Red rockets rip into me, blasting a bolt of agony up my buggered guts, splitting my heart and burying shafts of pain in my brain. I've severed ligaments, snapped ribs, shattered toes, cracked a head, and broken a nose, but I've never felt pain like that.

I can't see anything. Can't hear anything. Can't smell anything. Can't touch anything. Can't taste anything.

All there is is pain.

I try to yank away, but I can't move. I don't know how he did it, but the tall sexy man has gotten inside me, impossibly huge and violent, and he has me pinned, his chest pressed into my back, right arm underneath me, holding my shoulder with his hand, hot breath stenching my neck, growling into my ear like a feeding beast, punishing me with his flaming rage, tearing a hole in me.

Smell's the first sense to return, as the funk of the sour-beer old moldy body fluid mattress fills my face.

Sound's next. He's calling me a punk and a bitch and a faggot as he rapes me.

Everything slowmotions now. I pull my right arm free, ram it up hard as I can toward his face, and the hard bone of my elbow drives into the soft cartilage of his Adam's apple, a sucking pain sound jolting out of him as he yanks back, breath spasming asthmatically.

Whipping him out of me, I'm suddenly blessedly empty. I move fast now, all animal instinct, and while he wheezes from the bed, I grab my shoes, shoot from the bedroom, stumble, stub my toe on the couch. I hear my brain say, "Stubbed toe on couch," but there's no pain. I slam open the door, flash down the hall, leap three steps at a time, fly the lobby onto the street, and hit the hot pavement running fast as I can.

Slowing slightly in the cool latenight earlymorning air, I slip into my red hightops. I do not stop to tie them.

As I speedwalk onto Hollywood Boulevard, Saturday morning's moving in on Friday night, vampyres scurrying in before the first ray of dawn turns them to dust. It smells like an ashtray. Streetlights aren't off yet, and the dark chill clings still as night tries desperately not to give up the ghost.

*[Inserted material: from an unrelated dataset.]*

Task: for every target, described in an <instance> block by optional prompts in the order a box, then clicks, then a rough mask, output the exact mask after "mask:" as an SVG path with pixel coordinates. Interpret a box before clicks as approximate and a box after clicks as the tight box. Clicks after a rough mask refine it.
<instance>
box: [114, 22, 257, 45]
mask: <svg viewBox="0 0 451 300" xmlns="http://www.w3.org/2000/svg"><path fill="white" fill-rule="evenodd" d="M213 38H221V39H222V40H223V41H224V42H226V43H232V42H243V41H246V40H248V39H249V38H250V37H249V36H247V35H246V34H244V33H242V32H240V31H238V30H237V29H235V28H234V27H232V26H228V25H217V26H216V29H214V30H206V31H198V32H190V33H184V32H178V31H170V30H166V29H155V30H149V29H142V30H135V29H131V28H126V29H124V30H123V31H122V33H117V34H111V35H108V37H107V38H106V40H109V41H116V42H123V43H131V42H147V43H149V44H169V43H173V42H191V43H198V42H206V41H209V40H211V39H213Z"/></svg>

Clodding along over and under the fading stars, the adrenaline anaesthetic begins to wear off and the pain creeps in, starting at the tip of the bottom, and pulsating an ache that shoots all the way up through me.'

A thick cloud of tears appears. Everything hurts. I deserve it. But I won't cry. I don't understand how tears work yet.

I grimace as I limp gingerly, trying not to breathe too much, head down shuffling, stargazing to keep from dropping right off the face of the earth, past the hungry hookers and the horny johns who don't have enough money, the smackdaddies and the boozebabies, the clodhoppers and the pillpoppers.

Oh God, I'm so tired. I can barely keep putting one foot in front of the other. But the fear that the SEXY man might be following spreads like a brush fire through my ass and keeps me moving at a brisk clip.

I feel a wet between my legs. I reach inside my pants. Warm thick liquid pools. I pull out my hand. It's red with my blood.